Donc, je dirais un type d’embarras, dont, je dirais que la meilleure représentation qui puisse à ce moment-là venir à l’esprit, pour figurer ce qui là se passe, est celle de la chimère, la figure de la chimère, voire de la sphinge. C'est-à-dire, justement celle qui pose les énigmes, avec une tête humaine et puis un corps qui, dans la mesure où comme nous venons, comme je viens d’essayer de le rappeler, ne peut être conceptualisé puisqu’il déborde le concept, un corps qui du même coup n’a d’autre représentation qu’animale. Et, je pense qu’en vous rappelant, qu’en vous présentant de la sorte ces questions, je suis d’emblée avec vous, avec nous, dans le champ de la psychopathologie ordinaire, c'est-à-dire les modalités de la souffrance qui est commune, ordinaire, qui est celle du passage, on a pourtant envie de dire, obligé, pour, je dirais, avoir le droit d’exercice.

Je vous ai donc, jusqu’ici, parlé du corps féminin, je vous ai parlé de la menstruation, je vous ai parlé des caractères sexuels secondaires, il est bien évident que, on ne peut pas non plus négliger ce fait, qu’il semblera toujours, bien entendu, à cette enfant, que justement le problème c’est qu’il lui manque l’insigne, l’insigne qui fait que le petit frère ou que le copain, lui, il est de plein droit dans le champ de la réalité, dans le champ de la représentation, qu’il y est chez lui, alors qu’elle-même y est toujours d’une certaine manière en position de hôte, avec un h, qui a à se faire accepter ou bien qui se met en position de refuser, de dire : « je n’en veux pas ! ». Et vous voyez tout de suite, par ce type de rappel, combien –  mais ça viendra en son temps, il y aurait à parler, mais ça viendra en son temps, il ne faut pas se précipiter, on ne peut pas tout aborder, hein ! – Combien il y aurait à parler, évidemment, de la grande modalité contemporaine qu’ont les jeunes filles, d’essayer de résoudre ce problème et qui est l’anorexie ; ou bien encore, ce qui se passe quand vous voyez arriver à votre consultation, une jeune fille parfaitement harmonieuse de proportions et qui va se plaindre, expliquer qu’elle ne supporte pas d’être grosse, que c’est intolérable.

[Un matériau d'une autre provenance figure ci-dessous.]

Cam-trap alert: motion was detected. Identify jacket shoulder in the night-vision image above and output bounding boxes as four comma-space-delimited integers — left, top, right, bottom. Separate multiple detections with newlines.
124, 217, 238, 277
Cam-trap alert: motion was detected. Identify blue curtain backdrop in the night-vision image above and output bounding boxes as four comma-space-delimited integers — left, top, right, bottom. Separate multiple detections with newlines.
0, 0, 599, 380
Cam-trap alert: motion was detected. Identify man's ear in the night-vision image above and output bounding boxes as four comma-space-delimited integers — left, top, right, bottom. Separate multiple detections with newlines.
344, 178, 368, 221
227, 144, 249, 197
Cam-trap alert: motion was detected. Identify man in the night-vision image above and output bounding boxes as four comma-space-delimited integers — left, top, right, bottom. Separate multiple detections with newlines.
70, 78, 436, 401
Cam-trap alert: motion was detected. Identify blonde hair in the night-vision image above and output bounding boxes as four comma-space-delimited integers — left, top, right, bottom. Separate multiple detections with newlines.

Comme nous le voyons, nulle influence maléfique dans cette affaire, si ce n’est un type d’organisation pour nous du champ de la réalité et qui est construit sur ce mode, sur ce type. Ce n’est pas un champ de la réalité, je dirais, comment dirais-je…, que nous retrouvons dans l’histoire, comme étant propre à toutes les cultures. Absolument pas. Il est évident que, ce type de problème n’aurait absolument aucun sens dans l’antiquité, païenne, c’est clair. Il est évident aussi que, par exemple, la question ne se pose absolument pas de cette manière dans les pays africains. C’est donc une disposition qui nous appartient et dont il importe de repérer le type de difficultés qu’elle suscite.

Je vous ai parlé comme vous le voyez du Réel, du corps, je vous ai parlé de son Imaginaire, c'est-à-dire, la représentation, et bien entendu, il y a le problème du Symbolique. Quel est le rapport d’une femme avec le Symbolique ?

Le Symbolique, c’est une dimension qui semble-t-il est tellement simple qu’elle reste obscure, elle aussi, pour une grande part parmi nous. Car nous ne savons plus ce que c’est que le Symbolique, soit parce que nous sommes un peu trop dedans, soit parce que, le Symbolique nous a abandonnés, nous a laissés, nous a laissé choir. Et c’est ainsi que par exemple jeudi dernier, l’un de vous, tout à fait compétent, est venu me voir à la fin pour me dire : « Vous avez évoqué l’efficacité symbolique, mais c’est quoi l’efficacité symbolique ? »

Alors, le Symbolique, justement, nous intéresse particulièrement, à propos du thème que nous abordons, parce qu’il ne se dispose pas de la même manière justement, pour un homme et pour une femme. Prenons les exemples simples, le Symbolique, prenons les exemples que donne Freud.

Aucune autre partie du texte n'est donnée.